C'est-à-dire qu'à part l'amour et la mort il n'y a pas grand chose. C'est ce qui nous inspire le plus. On cherche l'amour et on attend la mort. C'est comme ça depuis la nuit des temps et moi je reste assez simple et assez basique, classique (rires). Je suis un petit mec en France qui voit disparaître la campagne, les paysans. La disparition des gens, la disparition de soi et l'amour qu'on peut avoir pour les autres, ce sont les deux mamelles de la créativité. On peut bien sûr s'intéresser à d'autres choses mais il n'y a rien d'aussi inépuisable.

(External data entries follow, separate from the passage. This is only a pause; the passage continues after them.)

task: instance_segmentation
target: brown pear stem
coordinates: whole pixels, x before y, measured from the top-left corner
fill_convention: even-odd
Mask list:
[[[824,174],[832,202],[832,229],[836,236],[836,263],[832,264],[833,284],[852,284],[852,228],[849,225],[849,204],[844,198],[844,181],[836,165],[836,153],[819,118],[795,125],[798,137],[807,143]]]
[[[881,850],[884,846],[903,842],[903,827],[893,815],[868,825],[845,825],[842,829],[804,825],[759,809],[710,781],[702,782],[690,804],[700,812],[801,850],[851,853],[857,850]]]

Vous y pensez quand vous écrivez ou est-ce quelque chose qui vous échappe ?
J'écris beaucoup chaque jour mais ça m'échappe un peu. En plus en général, je tricote paroles et musiques en même temps et comme je n'aime pas laisser les chansons en plan, je les termine assez rapidement et je passe à autre chose. Après, le disque sort, les gens écoutent, on me dit : « tu parles de ci, tu parles de ça ». J'entends les commentaires, je me dis : « ah oui, c'est vrai, ah oui, c'est vrai ». Mais sur le coup, je ne me rends compte de rien. J'écris, j'écris, j'écris et tous les deux ou trois mois, je me replonge là-dedans, je réécoute ce que j'ai pu faire, j'essaie de me faire une opinion... (il s'interrompt). Enfin voilà, c'est un style, et le style c'est l'homme, non ?

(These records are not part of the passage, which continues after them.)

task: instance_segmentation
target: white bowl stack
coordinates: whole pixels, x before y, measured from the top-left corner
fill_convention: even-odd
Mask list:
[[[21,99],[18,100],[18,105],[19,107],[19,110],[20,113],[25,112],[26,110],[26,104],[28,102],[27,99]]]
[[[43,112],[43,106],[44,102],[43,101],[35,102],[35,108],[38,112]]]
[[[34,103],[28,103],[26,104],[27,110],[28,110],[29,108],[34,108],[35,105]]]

Pourquoi ce titre, Toboggan ?
C'est un joli mot, je trouve. C'est un mot indien en plus (dérivé de l'Algonquin, peuple « natif » du Québéc et de l'Ontario, il désigne, encore aujourd'hui au Canada, un traîneau, NDLR). Avec les deux « g », ça a de la gueule. La qualité esthétique, sonore, du mot me plaît. Et puis, bêtement, c'est aussi la sensation du toboggan. J'ai l'impression que tous les gens autour de moi sont dans ce cas : personne ne sait trop où il va, on est un peu ballotté, comme quand on est enfant et qu'on se laisse glisser. On ne contrôle rien. Le monde est sur un toboggan : il dévale à une vitesse folle et on ne sait pas où ça va finir. Il faut attendre que la glissade soit terminée.
Sur la pochette, on vous voit sur un vélo. Vous roulez toujours [Murat est un grand amateur de vélo et de champions cyclistes – NDLR] ?
Oui, beaucoup. Vous savez quand on est à la campagne, on fait du sport. Je cours quasi tous les matins, là j'attends que la neige fonde un peu pour reprendre le VTT. Je fais aussi beaucoup de vélo de route. (Impatient, élevant la voix) J'attends que le printemps arrive ! Pour reprendre l'entraînement et préparer le Tour de France, comme tous les ans (rires).
A l'eau claire ?
Hé, hé, à l'eau claire, oui.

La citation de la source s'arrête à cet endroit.